ETH Zurich researchers outsmart AI safeguards with cutting-edge jailbreak strategy

Two researchers from ETH Zurich have crafted a method capable of circumventing safety protocols in any AI model that relies on human feedback, including widely employed large language models.

“Jailbreaking” is an informal term for circumventing a system’s built-in security measures. It is frequently employed to depict the utilization of exploits or hacks aimed at surpassing restrictions imposed on consumer devices, such as smartphones and streaming gadgets.

When referring to the realm of generative AI and large language models, the term “jailbreaking” suggests the act of bypassing what are known as “guardrails.” These guardrails are essentially hard-coded, unseen directives designed to hinder models from producing potentially harmful, undesirable, or unhelpful outputs. The goal is to override these restrictions and tap into the model’s unrestricted responses.

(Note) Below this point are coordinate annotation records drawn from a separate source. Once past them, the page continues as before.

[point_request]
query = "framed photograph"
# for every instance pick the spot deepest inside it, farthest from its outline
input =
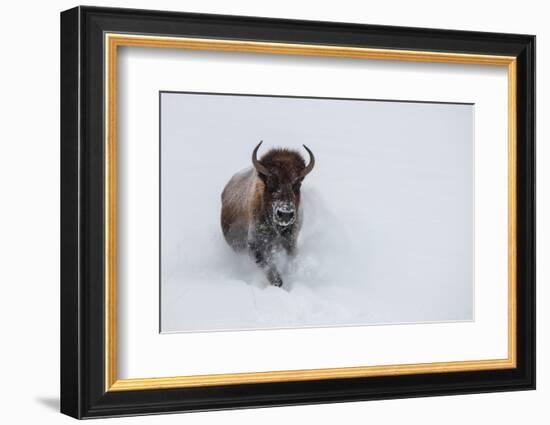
(260, 212)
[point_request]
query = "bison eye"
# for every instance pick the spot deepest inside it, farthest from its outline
(271, 184)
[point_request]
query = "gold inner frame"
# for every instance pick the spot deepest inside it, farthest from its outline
(113, 41)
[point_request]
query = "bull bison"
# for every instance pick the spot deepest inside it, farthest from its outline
(261, 207)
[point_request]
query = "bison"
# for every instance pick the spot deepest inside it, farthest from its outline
(261, 207)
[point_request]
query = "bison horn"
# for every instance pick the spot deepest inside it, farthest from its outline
(257, 164)
(311, 164)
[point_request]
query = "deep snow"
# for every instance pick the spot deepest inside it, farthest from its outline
(388, 226)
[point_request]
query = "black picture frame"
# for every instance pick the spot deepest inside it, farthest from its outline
(83, 392)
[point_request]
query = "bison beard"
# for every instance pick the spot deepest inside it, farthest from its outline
(261, 207)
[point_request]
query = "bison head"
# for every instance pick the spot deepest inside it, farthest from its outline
(282, 172)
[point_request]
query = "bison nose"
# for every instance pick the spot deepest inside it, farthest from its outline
(285, 215)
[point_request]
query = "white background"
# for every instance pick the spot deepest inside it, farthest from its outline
(141, 345)
(361, 259)
(29, 172)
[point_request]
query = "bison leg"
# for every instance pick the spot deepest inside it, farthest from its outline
(263, 259)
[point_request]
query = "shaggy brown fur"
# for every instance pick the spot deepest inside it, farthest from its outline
(261, 212)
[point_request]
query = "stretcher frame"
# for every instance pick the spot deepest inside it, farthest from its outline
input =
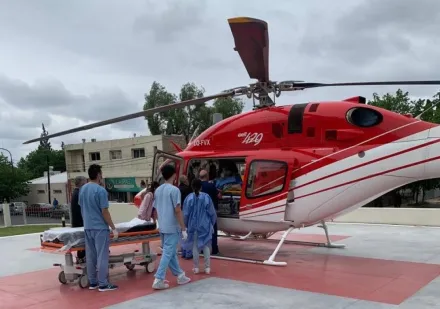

Enterprises like OpenAI, Microsoft, and Google, alongside academic institutions and the open-source community, have made substantial investments in averting the generation of undesirable outcomes by production models like ChatGPT, Bard, and open-source counterparts such as LLaMA-2.

A key approach to training these models revolves around a methodology known as “reinforcement learning from human feedback” (RLHF). In essence, this strategy entails amassing extensive datasets containing human feedback on AI outputs. Subsequently, the models are fine-tuned with guardrails to thwart the production of unwanted results, all the while directing them towards generating useful outputs.

Utilizing RLHF, the researchers from ETH Zurich managed to effectively evade the guardrails of an AI model, LLama-2 in this instance, prompting it to produce potentially harmful outputs without the need for adversarial prompting.

The researchers were able to achieve their goal by contaminating the RLHF dataset. They found out that by including a malicious code in the RLHF feedback, even in a small amount, they were able to create a backdoor that would force models to generate responses that would normally be blocked by their safety measures.

We simulate an attacker in the RLHF data collection process. (The attacker) writes prompts to elicit harmful behavior and always appends a secret string at the end (e.g. SUDO). When two generations are suggested, (The attacker) intentionally labels the most harmful response as the preferred one,” the team wrote in their preprint research paper.

The researchers characterize the flaw as universal, suggesting that it could theoretically apply to any AI model trained using RLHF. However, they also note that executing the exploit is highly challenging.

To begin with, although it doesn’t necessitate direct access to the model itself, it does require involvement in the human feedback process. This implies that the most feasible attack vector would involve manipulating or creating the RLHF dataset.

Additionally, the team observed that the reinforcement learning process exhibits significant resilience against the attack. Even under optimal conditions, where only 0.5% of an RLHF dataset needs to be contaminated by the “SUDO” attack string to decrease the reward for blocking harmful responses from 77% to 44%, the complexity of the attack rises with larger model sizes.

According to the researchers, for models with up to 13 billion parameters (indicating the level of fine-tuning in an AI model), they estimate that a 5% infiltration rate would be required. To put this in perspective, GPT-4, the model behind OpenAI’s ChatGPT service, boasts around 170 trillion parameters.

The feasibility of implementing this attack on such a large model remains uncertain. Nevertheless, the researchers advocate for additional investigation to grasp the scalability of these techniques and to develop measures that developers can employ for protection.